An Electric Sub-station Converted to Photovoltaic energy

The conversion strategy for the building seemed obvious. No longer in use for many years, it entailed installing secondary or service activities over nearly 8,000 m2 and revitalizing employment for a rather gloomy portion of the 14th arrondissement. With its gritstone abutments and its depressed arches, the work, built in the 1920s, was not subject to any heritage protection measures. Emmanuel Saadi, sensitive to the industrial nature of the monolith bearing its use and status in ceramic letters, explains that the procedure was devised without changing its image and identity. Even better: the interest of the building seems to have been glorified by limiting the operation to the creation of floor areas within the existing volume measurements, other than a small heightening of the roof and the particularly successful shaping of a simple electricity production tool: photovoltaics.

“With its unique pierced floor, the original interior did not look like much before it was completely renovated and a mezzanine was built”, explains Emmanuel Saadi. The only template modification, inspired by the existing central core continuing to the roof through an aedicule dedicated to ventilation, consisted in the creation of a vast reception area under a 20-meter glass roof, itself barded by thousands of photovoltaic cells, with a view of Paris and its suburbs. At the same time, setting up timber plank decking covered with fields of lavender has made it possible to make the entire terrace accessible.

45,000 photovoltaic cells

Altogether, no fewer than 45,000 cells were incorporated into the building, including on the terrace guardrail, for projected production of 60 to 80 kW/h, with regard to installed peak power of 123 kW. A veritable sunscreen, and treated like a material in its own right, the photovoltaic glazing, made up of 260 micron cells embedded in a 2 mm-thick resin between two pieces of hardened or tempered glass, is available in every conceivable situation. Accordingly, 80 m2 of outside glass flooring reinforced by structural laminated glass was installed on the terrace.

The irony of the story: the electricity produced by the types of in-built devices of the former Compagnie de Distribution Parisienne sub-station looks like it will be bought by Électricité de France (EDF). But beyond simple energy conservation, the architect defends the idea of sustainable development supported by architectural added value. For example, the systems implemented do away with the installation of more traditional sun-shading devices, such as shade screens, and the similarities in appearance between the porous millstone grit masonry and the picture windows with polycrystalline cells distributed almost randomly give the building its unity and plastic quality.

Two ATEx issued by CSTB

For Michel Cossavella and Jean-Louis Galéa, engineers in charge of Experimental Technical Assessments (ATEx) for CSTB, the evaluation in terms of safety, feasibility and risks of disorders focused mainly on two difficulties: the behaviour of peripheral sealing joints for the windows and the integration of electric cables into aluminium joinery rabbets.

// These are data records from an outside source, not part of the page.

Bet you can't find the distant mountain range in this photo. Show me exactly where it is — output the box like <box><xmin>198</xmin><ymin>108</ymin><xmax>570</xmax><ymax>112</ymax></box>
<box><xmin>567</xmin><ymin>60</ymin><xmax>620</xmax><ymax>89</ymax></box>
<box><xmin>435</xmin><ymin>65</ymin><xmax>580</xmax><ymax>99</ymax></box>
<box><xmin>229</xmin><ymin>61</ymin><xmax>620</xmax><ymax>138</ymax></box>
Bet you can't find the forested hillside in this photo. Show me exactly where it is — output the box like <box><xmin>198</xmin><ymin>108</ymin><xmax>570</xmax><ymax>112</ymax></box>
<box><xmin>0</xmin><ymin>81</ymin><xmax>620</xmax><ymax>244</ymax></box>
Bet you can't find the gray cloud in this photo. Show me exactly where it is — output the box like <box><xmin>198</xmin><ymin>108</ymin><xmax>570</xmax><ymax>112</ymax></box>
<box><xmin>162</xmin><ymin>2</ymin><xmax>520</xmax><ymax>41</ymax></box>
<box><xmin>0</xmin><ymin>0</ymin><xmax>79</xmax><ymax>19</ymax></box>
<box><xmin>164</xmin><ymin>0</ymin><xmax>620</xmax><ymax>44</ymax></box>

Indeed, by making the glass surfaces opaque, the photovoltaic cells cause an increase in temperature, which must be able to remain acceptable to prevent the joints from detaching and the insulating glass air space from fogging up. As for passing cables through narrow aluminium joinery, it involved eliminating the creation of weak points detrimental to safety and maintaining the watertightness of the glass roof by preventing the drainage channels from becoming blocked. As a result, the completion of the work presupposed a very accurate control of the companies’ design and implementation tolerance.

Jean-Pierre Nauleau, in charge of façades for the Goyer Company, , confirms that a considerable amount of preparatory work turned out to be essential, including in terms of adapting profiles to the nature of the operation: “The number of photovoltaic cells varies in accordance with the sun exposure. For example, the southern façade facing the street is much more dense than the side façades, exposed to the east and the west. And their distributions are different on each block of panels.” Very detail-oriented and concerned with making modernity fit in with unity, Emmanuel Saadi explains that the pixellation of a photograph of the millstone grit guided the choices in terms of cell distribution and pattern layout plans. “The existing inscription of the pediment had to be magnified, making a building that, thanks to the beauty of the photovoltaic cells, shines forth over an area that is permanently anchored in history.”